# Extended range remote starter kit



## TablaRasa (May 12, 2008)

Has anybody considered this? They should've had this available from the factory. I would love to have this since where I work, the parking spots are a bit out of range from our suite's window (even with putting the remote up to my chin trick).

https://parts.vw.com/p/Volkswagen__...xtended-Range-Package/75856208/000065760.html


----------



## dubonaire_B4 (Feb 11, 2004)

TablaRasa said:


> Has anybody considered this? They should've had this available from the factory. I would love to have this since where I work, the parking spots are a bit out of range from our suite's window (even with putting the remote up to my chin trick).
> 
> https://parts.vw.com/p/Volkswagen__...xtended-Range-Package/75856208/000065760.html


In signature VW style the extended range kit makes no sense and only works on cars WITHOUT factory remote start. It was discussed at length in the Jetta forum and I'm a little foggy with the details. But it's an entirely separate remote start system and not simply a remote upgrade for the shorter range factory installed system. It also only works with kessy equipped vehicles too.


----------



## TablaRasa (May 12, 2008)

dubonaire_B4 said:


> In signature VW style the extended range kit makes no sense and only works on cars WITHOUT factory remote start. It was discussed at length in the Jetta forum and I'm a little foggy with the details. But it's an entirely separate remote start system and not simply a remote upgrade for the shorter range factory installed system. It also only works with kessy equipped vehicles too.

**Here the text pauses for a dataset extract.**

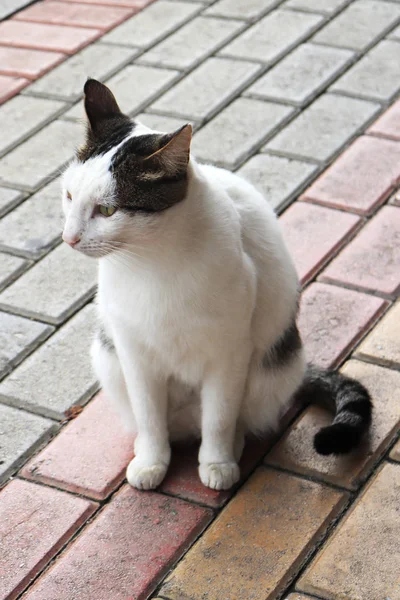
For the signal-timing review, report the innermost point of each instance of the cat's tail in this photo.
(349, 400)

ah ok. Thanks. I figured that as much that it will only work if there is an existing factory remote start in which case I do have it in our Atlas. But yeah stupid that it is not a stand alone unit to be installed in VW kessy equipped cars without an existing remote start.

I'd still be interested if anybody has had it installed. Will inquire with the dealer how much damage in the pockets on our next maintenance trip.


----------



## audiyos (Nov 23, 2018)

I feel like VW Car-Net should be used for remote start, which would solve the distance thing. I'm still in trial mode but I won't be paying after that...unless they add features worth paying for.


----------



## GTINC (Jan 28, 2005)

Can you think of any legitimate reason to remote a cold engine? I sure wouldn't do that to my vehicle.


----------



## TablaRasa (May 12, 2008)

audiyos said:


> I feel like VW Car-Net should be used for remote start, which would solve the distance thing. I'm still in trial mode but I won't be paying after that...unless they add features worth paying for.

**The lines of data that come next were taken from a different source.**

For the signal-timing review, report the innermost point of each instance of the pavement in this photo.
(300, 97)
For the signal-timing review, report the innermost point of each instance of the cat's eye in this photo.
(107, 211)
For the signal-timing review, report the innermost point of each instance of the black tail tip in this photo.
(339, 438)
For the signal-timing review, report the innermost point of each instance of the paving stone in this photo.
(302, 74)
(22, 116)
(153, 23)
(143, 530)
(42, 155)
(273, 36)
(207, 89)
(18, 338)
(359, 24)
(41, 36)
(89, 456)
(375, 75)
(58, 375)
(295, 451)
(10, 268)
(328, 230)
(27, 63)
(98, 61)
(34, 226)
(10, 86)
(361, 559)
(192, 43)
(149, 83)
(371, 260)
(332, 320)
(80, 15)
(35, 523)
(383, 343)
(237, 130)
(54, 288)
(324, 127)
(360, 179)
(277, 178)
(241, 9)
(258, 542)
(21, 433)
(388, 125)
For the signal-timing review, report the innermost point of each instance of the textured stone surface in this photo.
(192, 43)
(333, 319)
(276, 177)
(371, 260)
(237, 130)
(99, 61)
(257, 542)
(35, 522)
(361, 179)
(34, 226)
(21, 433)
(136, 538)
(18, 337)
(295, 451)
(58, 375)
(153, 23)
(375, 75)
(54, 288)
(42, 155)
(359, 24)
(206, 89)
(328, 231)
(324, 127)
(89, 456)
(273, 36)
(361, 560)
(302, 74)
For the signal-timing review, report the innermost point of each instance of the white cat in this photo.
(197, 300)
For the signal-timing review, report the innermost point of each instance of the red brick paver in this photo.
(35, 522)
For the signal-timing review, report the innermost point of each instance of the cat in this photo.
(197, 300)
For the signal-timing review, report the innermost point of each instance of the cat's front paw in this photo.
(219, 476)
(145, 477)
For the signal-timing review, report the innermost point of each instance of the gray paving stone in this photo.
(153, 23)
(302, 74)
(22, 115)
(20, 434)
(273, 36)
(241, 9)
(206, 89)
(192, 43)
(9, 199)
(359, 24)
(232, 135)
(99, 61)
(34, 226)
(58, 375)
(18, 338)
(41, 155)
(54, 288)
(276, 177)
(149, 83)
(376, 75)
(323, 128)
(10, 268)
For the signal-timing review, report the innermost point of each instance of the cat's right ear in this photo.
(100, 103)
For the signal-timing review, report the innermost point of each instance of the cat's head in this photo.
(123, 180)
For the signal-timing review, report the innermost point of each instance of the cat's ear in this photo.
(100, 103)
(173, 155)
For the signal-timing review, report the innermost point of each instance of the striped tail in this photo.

 I agree but it ain't happening anytime soon


----------



## 5ab5 (Apr 6, 2019)

dubonaire_B4 said:


> In signature VW style the extended range kit makes no sense and only works on cars WITHOUT factory remote start. It was discussed at length in the Jetta forum and I'm a little foggy with the details. But it's an entirely separate remote start system and not simply a remote upgrade for the shorter range factory installed system. It also only works with kessy equipped vehicles too.


There are two kits - one for cars that already have remote start which OP linked to i.e. just 000065760.

The other one is for the ones that don't have it have it equipped: that needs both the remote control module and the extended range module i.e. needs both 3CN065760 and 000065760.

You are correct though, it is a separate remote/fob and does nothing to the existing key fob.


----------